Still, there are uncertainties about sac-TMT’s potential. The drug is one of several ADCs targeting the protein TROP2. Another, AstraZeneca and Daiichi Sankyo’s Datroway, obtained narrower-than-expected use in second-line lung cancer after disappointing study results, though it’s now in late-stage testing in newly diagnosed patients. A third, Gilead Sciences’ Trodelvy, is in a Phase 3 trial in frontline lung cancer.

In a Wednesday note, Leerink Partners analyst Daina Graybosch wrote how experts she’d spoken to were unsure if the sac-TMT findings would carry over to global trials. Kelun’s study didn’t use a Keytruda-chemotherapy combination — the main treatment for non-small cell lung cancer — as a control, rendering key comparisons difficult to make.

The size of the survival benefit will be crucial in assessing sac-TMT’s potential as well, she added.

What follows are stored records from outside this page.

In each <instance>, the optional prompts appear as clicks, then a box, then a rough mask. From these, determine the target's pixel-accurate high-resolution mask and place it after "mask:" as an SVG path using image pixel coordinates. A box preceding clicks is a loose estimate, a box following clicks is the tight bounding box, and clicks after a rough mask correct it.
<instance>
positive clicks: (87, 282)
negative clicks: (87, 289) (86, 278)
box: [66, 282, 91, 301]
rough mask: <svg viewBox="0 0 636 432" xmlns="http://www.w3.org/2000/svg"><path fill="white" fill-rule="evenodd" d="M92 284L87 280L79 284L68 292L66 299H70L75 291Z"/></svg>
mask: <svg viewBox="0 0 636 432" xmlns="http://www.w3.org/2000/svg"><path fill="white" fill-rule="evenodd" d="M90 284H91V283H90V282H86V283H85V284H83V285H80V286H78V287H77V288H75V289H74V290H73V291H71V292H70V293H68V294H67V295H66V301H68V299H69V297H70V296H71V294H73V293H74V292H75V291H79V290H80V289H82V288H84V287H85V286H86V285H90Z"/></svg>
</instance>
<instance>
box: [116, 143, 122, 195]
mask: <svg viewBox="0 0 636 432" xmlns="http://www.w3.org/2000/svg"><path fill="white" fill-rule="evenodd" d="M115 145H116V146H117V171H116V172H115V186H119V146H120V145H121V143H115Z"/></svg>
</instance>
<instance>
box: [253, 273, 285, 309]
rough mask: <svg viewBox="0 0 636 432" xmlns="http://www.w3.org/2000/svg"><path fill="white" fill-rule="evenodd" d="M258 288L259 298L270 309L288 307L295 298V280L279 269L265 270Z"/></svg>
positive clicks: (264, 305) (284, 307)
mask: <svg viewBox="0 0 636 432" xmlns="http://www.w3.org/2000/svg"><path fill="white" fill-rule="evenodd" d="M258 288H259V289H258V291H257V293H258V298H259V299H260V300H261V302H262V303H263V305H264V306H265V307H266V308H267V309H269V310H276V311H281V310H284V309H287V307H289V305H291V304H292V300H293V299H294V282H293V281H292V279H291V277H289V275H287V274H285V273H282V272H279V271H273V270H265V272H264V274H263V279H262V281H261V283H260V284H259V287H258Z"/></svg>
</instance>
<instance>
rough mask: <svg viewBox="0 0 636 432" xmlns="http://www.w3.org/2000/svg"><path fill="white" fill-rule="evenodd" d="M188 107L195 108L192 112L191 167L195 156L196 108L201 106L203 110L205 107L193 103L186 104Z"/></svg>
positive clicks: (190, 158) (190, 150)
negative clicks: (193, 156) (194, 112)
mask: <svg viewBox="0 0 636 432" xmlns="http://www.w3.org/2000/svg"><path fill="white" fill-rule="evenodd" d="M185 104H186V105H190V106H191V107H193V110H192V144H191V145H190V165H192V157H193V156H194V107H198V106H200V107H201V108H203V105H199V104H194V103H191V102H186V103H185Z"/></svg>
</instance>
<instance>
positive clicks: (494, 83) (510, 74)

These drugs’ development also coincides with a push to prove a different kind of medicine, “PD-1/VEGF inhibitors,” could become a new treatment standard in lung cancers and other tumors. Their progress could make it harder for sac-TMT to stand out.

Jain, for her part, points to technical differences, such as the chemical “linker” in sac-TMT, to support Merck’s belief that it’ll deliver better outcomes than other TROP2-targeting drugs. She noted how it’s still unclear where PD-1/VEGF drugs — of which Merck has one — still work best. She also expressed faith the “consistent benefits” seen in testing of sac-TMT so far would hold up as the international studies begin producing results. One, in endometrial cancer, has already succeeded.

“We think that the future is bright,” she said.